Although Cadbury has been making chocolate since 1831, only now are researchers at Heriot-Watt University in Edinburgh and the Central Laboratory of the Research Council at Daresbury teasing out the secrets of the perfect chocolate.
"Cadbury knows about the process of making chocolate," says Alexandra Rossi of Heriot-Watt. "But there was not a lot of information about how it crystallises."
Cocoa butter, the main solid fat in chocolate, can crystallise into six different arrangements of molecules known as polymorphs. The form that predominates in the best-tasting chocolate is form V. This polymorph also makes the chocolate look glossy and melt in the mouth. The best bars do not taste too sticky or thick. They are also more resistant to "fat bloom" --a cloudy discolouring seen on some chocolate bars. The Heriot-Watt researchers have been working out which conditions will allow form V to dominate, and how to stop the other forms from displacing it.
In conjunction with researchers at Daresbury, Rossi and her colleagues constructed a test cell to mimic what happens in the factory. They pumped liquid cocoa butter heated to 50 °C into this cell. The liquid was "crash cooled" at a rate of 7 °C to 8 °C a minute until it reached 22° C, and then the mix was held at that temperature. All the time the cocoa butter was being monitored to see when and why the different polymorphs emerged.
The researchers irradiated the cooling cocoa butter with X-rays and measured the diffraction patterns produced. The different crystalline forms scattered the X-rays in distinctive patterns, enabling the team to work out the precise temperature at which the different forms appeared and disappeared.
The temperature in the test cell can be raised or lowered and the cocoa butter mixed more or less vigorously. By varying the conditions, Rossi and her colleagues discovered the importance of mixing. Without mixing, form V does not appear, and less palatable crystalline forms predominate (see Diagram).

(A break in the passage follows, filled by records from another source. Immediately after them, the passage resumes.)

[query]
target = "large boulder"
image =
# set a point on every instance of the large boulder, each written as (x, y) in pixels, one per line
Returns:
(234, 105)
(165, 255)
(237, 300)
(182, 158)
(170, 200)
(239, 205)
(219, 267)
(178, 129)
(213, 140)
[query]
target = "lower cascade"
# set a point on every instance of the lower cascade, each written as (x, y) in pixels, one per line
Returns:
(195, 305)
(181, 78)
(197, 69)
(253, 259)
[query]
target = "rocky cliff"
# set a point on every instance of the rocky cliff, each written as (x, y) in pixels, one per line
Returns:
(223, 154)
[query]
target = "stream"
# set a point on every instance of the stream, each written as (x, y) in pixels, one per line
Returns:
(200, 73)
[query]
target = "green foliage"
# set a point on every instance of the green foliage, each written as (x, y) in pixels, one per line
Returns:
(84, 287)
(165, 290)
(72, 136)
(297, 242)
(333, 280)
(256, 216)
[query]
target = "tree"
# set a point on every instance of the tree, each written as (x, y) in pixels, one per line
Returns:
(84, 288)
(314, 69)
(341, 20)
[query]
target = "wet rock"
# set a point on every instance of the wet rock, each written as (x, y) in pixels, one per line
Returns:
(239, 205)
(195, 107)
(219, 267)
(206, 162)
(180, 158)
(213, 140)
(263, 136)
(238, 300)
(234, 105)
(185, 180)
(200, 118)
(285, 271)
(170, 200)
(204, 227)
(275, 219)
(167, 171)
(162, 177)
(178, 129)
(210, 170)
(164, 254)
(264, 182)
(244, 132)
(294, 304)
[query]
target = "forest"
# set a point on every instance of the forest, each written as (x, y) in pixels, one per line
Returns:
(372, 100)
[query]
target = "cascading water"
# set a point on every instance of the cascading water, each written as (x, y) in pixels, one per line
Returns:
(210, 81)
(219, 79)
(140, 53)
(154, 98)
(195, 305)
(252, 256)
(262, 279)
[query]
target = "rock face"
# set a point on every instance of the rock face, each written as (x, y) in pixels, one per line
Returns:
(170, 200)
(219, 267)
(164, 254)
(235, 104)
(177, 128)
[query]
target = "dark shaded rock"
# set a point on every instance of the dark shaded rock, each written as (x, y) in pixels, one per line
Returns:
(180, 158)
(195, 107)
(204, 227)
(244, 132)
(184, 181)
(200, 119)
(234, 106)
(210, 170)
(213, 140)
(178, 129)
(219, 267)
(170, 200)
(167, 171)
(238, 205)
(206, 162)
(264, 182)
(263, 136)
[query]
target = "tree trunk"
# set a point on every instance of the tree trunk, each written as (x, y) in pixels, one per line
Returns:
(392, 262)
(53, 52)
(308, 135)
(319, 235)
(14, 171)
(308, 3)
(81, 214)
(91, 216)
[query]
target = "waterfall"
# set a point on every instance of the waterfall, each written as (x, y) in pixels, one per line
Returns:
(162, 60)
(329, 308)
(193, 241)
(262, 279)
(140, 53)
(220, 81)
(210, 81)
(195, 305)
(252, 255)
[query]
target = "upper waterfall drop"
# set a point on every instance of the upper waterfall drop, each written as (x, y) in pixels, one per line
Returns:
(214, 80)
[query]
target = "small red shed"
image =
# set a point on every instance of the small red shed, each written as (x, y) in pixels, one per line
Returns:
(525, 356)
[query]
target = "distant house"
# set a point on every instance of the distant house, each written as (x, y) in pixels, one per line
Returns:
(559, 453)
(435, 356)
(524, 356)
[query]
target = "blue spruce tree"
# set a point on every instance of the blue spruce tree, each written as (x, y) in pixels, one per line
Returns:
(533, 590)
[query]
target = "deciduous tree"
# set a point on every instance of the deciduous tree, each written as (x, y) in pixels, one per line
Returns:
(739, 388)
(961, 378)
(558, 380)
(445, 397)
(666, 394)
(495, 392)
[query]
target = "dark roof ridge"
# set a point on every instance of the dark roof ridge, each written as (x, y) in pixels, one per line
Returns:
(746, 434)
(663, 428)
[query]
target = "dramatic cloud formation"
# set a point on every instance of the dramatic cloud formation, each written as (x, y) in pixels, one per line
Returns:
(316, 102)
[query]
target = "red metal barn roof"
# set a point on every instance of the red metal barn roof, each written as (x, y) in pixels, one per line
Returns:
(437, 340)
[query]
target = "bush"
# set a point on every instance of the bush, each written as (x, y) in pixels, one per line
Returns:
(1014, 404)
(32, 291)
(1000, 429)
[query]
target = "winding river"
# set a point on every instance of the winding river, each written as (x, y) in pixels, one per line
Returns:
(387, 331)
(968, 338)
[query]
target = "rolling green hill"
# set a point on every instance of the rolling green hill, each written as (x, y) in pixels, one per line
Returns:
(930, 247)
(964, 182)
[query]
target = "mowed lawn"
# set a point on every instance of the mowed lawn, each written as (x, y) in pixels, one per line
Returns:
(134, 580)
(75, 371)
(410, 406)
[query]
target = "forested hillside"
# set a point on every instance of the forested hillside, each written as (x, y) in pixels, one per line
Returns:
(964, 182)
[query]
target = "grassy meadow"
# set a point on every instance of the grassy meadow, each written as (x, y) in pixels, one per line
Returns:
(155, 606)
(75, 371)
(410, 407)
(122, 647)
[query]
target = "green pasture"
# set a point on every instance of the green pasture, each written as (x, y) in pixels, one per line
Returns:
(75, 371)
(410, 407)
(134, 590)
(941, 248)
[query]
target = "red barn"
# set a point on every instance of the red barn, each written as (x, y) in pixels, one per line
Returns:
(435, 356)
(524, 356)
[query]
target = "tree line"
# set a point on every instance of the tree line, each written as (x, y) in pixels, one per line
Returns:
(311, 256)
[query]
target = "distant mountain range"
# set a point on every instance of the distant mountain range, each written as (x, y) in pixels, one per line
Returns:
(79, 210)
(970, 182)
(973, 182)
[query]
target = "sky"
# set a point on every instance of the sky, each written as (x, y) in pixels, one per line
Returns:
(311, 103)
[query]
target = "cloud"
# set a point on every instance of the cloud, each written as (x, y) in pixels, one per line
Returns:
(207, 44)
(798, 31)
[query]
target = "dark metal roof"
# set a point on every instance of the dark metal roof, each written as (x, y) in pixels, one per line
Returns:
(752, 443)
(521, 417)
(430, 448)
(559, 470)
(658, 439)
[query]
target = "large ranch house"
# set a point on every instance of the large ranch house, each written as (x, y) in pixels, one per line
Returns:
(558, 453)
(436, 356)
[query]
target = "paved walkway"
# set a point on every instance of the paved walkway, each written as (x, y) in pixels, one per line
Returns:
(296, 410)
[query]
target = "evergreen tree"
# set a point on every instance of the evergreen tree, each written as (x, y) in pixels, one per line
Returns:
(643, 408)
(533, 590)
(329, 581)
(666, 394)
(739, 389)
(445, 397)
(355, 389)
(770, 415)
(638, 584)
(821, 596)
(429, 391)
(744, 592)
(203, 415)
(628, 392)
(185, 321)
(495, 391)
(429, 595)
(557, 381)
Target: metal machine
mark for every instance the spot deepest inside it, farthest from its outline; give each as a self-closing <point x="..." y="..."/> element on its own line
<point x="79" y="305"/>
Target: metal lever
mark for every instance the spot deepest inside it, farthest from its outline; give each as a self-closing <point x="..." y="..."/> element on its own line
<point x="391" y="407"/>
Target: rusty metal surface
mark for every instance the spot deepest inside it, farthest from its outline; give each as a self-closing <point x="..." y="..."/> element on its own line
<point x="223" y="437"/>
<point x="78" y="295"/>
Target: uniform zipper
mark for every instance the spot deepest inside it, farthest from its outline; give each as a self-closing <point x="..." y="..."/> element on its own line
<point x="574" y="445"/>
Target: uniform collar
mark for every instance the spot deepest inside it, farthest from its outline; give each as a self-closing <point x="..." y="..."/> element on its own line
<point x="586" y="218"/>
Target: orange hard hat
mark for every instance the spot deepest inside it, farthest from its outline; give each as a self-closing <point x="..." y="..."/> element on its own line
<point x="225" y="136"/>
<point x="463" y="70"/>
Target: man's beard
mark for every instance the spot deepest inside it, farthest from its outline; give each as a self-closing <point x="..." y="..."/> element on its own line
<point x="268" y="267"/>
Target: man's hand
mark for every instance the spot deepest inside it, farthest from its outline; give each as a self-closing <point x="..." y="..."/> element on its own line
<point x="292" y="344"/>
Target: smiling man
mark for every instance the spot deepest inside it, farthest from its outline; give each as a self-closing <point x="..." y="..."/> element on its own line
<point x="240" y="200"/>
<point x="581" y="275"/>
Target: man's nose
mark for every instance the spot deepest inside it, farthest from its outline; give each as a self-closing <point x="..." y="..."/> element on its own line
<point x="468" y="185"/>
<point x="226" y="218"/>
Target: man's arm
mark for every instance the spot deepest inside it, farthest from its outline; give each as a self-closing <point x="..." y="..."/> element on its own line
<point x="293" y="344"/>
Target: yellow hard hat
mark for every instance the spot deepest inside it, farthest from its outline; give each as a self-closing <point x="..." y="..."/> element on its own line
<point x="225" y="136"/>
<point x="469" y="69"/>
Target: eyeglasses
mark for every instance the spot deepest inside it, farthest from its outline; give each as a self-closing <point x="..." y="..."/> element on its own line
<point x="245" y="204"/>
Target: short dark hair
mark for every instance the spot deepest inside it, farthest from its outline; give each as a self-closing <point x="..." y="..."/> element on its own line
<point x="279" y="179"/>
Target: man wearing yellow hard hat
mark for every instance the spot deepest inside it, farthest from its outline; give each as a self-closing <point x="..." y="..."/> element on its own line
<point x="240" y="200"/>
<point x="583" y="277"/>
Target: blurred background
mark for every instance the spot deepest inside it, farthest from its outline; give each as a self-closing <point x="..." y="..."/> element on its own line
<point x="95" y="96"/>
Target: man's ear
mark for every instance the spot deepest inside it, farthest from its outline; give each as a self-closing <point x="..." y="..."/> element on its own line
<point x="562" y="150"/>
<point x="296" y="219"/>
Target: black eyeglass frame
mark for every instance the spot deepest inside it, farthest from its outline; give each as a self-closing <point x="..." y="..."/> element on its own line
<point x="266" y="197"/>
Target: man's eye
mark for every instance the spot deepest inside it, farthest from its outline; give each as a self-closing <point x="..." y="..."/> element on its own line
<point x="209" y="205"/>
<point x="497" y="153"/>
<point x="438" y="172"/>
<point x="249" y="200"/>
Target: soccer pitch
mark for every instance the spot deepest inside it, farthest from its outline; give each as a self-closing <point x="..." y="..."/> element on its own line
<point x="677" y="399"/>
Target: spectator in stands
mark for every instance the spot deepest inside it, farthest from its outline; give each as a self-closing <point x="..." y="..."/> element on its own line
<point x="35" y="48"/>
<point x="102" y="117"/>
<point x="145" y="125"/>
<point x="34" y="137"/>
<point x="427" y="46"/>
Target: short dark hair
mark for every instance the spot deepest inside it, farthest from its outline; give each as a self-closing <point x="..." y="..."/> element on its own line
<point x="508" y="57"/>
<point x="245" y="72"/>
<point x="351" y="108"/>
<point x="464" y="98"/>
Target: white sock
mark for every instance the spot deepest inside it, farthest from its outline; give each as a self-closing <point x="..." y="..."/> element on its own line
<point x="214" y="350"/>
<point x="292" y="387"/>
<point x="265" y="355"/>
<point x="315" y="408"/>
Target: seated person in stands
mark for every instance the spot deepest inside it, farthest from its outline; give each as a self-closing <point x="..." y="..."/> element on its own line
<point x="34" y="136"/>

They also found that small differences in temperature can create big differences in the taste of the chocolate. The unpalatable II and III forms appear between temperatures of 22·3 °C and 23·55 °C but form V makes its appearance at only slightly higher temperatures of 23·86 °C. Rossi says that now the researchers understand how cocoa butter reacts to cooling and mixing they will start to make the process more representative of chocolate manufacture by combining the solid fat with more of the ingredients in chocolate bars."